Der Tarotgarten ist „ein kleines Stück vom Paradies. Ein Treffpunkt zwischen Mensch und Natur“, sagt die Künstlerin. 1979 begann sie mit dem Bau. Es sollte ein langes Projekt werden, bei dem viele mithalfen. Erst 1998, vier Jahre vor ihrem Tod wurde der Skulpturengarten für die Öffentlichkeit freigegeben. Durch eine große, kreisrunde Öffnung in einer Mauer aus Tuffstein betritt man ihn. Der Schweizer Architekt Mario Botta entwarf dieses Eingangsgebäude, das e die Symbolik des Park auf architektonische Weise aufgreift.

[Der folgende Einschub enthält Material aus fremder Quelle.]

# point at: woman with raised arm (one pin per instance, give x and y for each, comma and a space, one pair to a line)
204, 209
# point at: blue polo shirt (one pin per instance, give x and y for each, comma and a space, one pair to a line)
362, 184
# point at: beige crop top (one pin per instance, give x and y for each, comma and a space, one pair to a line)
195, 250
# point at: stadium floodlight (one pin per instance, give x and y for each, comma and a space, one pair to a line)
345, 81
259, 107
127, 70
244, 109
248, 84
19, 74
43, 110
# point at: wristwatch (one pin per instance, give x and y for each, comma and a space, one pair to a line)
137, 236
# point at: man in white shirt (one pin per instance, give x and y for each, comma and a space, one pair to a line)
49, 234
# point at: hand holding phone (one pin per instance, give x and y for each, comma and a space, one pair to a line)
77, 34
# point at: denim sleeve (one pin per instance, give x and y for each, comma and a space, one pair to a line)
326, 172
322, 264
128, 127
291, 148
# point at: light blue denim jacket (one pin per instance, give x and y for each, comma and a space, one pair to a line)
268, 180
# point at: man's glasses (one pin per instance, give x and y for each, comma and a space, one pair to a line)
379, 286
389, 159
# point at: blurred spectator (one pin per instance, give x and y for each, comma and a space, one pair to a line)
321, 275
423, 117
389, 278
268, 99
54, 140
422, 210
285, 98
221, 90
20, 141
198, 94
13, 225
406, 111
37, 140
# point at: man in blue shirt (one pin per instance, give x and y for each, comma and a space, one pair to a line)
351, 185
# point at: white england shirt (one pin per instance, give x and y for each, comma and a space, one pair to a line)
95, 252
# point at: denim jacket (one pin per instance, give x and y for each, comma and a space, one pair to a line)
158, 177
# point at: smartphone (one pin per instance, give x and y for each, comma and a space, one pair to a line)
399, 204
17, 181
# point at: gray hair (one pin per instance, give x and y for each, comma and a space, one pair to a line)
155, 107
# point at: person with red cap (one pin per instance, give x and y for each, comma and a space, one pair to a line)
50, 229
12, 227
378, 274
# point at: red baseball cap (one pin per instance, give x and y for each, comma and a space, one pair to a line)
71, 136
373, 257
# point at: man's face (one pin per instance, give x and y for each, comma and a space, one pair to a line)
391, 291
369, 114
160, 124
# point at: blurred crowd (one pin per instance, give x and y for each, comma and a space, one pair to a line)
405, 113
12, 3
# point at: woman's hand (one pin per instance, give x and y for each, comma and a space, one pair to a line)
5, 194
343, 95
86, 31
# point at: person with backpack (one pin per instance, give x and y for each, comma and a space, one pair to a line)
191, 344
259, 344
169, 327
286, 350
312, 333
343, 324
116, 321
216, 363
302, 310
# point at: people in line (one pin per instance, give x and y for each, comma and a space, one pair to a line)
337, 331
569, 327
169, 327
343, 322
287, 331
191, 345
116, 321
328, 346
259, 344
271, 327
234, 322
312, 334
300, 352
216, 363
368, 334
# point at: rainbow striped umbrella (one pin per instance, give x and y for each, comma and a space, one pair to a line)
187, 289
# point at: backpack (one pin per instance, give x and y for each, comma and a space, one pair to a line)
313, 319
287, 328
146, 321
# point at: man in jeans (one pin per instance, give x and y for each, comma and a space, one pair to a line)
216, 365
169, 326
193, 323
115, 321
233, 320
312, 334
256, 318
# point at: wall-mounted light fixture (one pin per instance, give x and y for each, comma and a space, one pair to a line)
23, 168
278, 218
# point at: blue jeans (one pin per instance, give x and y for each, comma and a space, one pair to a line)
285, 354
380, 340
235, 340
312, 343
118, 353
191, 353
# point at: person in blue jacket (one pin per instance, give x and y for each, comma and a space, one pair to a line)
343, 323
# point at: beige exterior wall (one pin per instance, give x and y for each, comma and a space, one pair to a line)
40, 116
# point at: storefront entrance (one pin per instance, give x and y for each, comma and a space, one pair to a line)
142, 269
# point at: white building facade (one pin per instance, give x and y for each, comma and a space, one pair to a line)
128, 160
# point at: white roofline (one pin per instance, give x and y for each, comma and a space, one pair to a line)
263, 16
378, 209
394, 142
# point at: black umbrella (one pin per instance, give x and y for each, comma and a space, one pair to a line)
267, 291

Bilder und Informationen zum Garten

2 Antworten to “„Garten des Tarot“ von Niki de Saint Phalle”

  1. Achim Pilz sagt:

    Ihr fleißigen Postmaschinen – sag doch mal eineR was zu Nikis Zyklopen!

    farbenfrohe Grüße
    Achim Pilz

  2. Bausatz sagt:

    schön und komisch ist das schon! Da lesen hunderte diesen Artikel und keiner schreibt seine Erfahrungen auf. Dabei ist der Magier nicht so bedeutend für das Projekt, als vielmehr, dass Niki de Saint Phalle letztenendes durch die Schadstoffe in ihren Arbeitsmaterialien so früh und qualvoll starb.